After completing his master's degree, Dr. Canales returned to Chiapas and has lived there since 1999. He is currently the head of the community health program run jointly by the NGO Doctors for Global Health and the group Daughters of Charity. Based at Hospital San Carlos, Dr. Canales trains local health promoters and helps them carry out projects in their communities, such as vaccination campaigns. His efforts often involve long, arduous treks into remote villages. He works primarily with the indigenous Mayan population, a group that has been struggling for their human rights in the face of violence and oppression by paramilitary groups operating with impunity in the region. Parts of this region have a ratio of one doctor to every twenty-five thousand people. Even so, Dr. Canales is often that one who makes a difference.
Dr.

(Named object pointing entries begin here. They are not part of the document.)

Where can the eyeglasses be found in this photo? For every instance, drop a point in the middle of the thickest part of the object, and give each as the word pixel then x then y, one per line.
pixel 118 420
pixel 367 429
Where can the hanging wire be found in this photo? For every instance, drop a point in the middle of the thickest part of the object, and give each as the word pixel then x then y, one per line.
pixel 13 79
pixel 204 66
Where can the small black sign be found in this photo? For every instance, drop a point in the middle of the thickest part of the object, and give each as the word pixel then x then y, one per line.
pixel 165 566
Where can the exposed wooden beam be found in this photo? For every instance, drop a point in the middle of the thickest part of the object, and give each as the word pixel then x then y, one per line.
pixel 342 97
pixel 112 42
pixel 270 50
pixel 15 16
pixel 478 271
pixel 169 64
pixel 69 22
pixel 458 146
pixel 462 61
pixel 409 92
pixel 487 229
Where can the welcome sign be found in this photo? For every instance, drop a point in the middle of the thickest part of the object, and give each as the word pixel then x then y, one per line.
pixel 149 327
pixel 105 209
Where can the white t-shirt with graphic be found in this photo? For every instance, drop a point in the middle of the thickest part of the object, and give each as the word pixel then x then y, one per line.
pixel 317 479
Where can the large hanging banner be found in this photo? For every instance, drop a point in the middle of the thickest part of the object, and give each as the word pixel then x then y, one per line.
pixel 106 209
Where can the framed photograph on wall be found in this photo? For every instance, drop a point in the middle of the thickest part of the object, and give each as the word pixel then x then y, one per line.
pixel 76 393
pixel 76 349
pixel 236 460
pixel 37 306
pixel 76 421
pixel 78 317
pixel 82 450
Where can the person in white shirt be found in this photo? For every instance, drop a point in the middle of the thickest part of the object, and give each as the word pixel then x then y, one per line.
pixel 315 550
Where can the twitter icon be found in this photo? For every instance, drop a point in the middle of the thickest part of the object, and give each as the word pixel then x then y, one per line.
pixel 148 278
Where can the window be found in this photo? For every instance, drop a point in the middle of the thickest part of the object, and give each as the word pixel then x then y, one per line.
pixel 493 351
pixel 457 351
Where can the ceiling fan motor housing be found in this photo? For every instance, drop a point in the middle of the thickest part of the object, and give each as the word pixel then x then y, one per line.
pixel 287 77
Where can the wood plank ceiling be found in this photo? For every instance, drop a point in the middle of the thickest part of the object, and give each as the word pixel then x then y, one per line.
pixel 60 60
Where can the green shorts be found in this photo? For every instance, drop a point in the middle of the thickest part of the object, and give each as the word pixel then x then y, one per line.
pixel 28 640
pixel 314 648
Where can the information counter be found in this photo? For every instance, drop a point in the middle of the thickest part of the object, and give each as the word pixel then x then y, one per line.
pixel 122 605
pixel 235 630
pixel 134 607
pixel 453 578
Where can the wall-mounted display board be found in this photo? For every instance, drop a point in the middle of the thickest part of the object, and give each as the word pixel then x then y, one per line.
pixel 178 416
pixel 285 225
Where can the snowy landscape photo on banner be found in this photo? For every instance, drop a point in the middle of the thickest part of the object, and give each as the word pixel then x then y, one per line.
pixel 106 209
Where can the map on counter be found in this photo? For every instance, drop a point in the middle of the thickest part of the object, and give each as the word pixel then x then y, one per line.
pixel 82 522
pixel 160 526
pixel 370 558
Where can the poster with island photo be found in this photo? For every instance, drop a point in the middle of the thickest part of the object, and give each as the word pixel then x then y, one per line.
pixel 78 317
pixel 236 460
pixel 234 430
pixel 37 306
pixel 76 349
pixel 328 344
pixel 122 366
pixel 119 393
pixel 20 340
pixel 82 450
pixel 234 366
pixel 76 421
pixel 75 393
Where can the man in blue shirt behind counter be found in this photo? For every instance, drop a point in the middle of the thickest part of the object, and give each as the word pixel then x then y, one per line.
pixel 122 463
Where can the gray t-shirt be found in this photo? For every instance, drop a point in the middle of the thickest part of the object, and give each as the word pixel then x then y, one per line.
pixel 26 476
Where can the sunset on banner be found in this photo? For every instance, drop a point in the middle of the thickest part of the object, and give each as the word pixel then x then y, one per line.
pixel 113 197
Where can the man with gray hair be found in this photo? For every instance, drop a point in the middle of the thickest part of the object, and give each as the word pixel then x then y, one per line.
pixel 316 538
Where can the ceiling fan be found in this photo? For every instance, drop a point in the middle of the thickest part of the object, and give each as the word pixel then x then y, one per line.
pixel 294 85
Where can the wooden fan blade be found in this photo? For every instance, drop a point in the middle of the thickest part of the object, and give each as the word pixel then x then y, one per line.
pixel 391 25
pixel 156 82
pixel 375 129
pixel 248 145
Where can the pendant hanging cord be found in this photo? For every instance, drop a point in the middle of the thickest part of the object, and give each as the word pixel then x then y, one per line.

Canales has demonstrated a remarkable blend of compassion, commitment, and intelligence in his dedication to helping others to secure healthcare as a human right and to providing communities with ways to help themselves. In a 2003 article Dr. Canales was quoted as saying "We all have to do something to make changes in the world." This simple idea has led him on a journey that continues to touch many lives. In the same article, one of the rural villagers he works with said that because of Dr. Canales' work "We know we are not alone".
Tonight our award recipient will be giving his acceptance speech in Spanish. He is accompanied by Dr. Linnea Capps, who will then present his speech in English translation. I am pleased and honored to present this year's winner of the Jonathan Mann Award for Global Health and Human Rights, Dr. Juan Manuel Canales.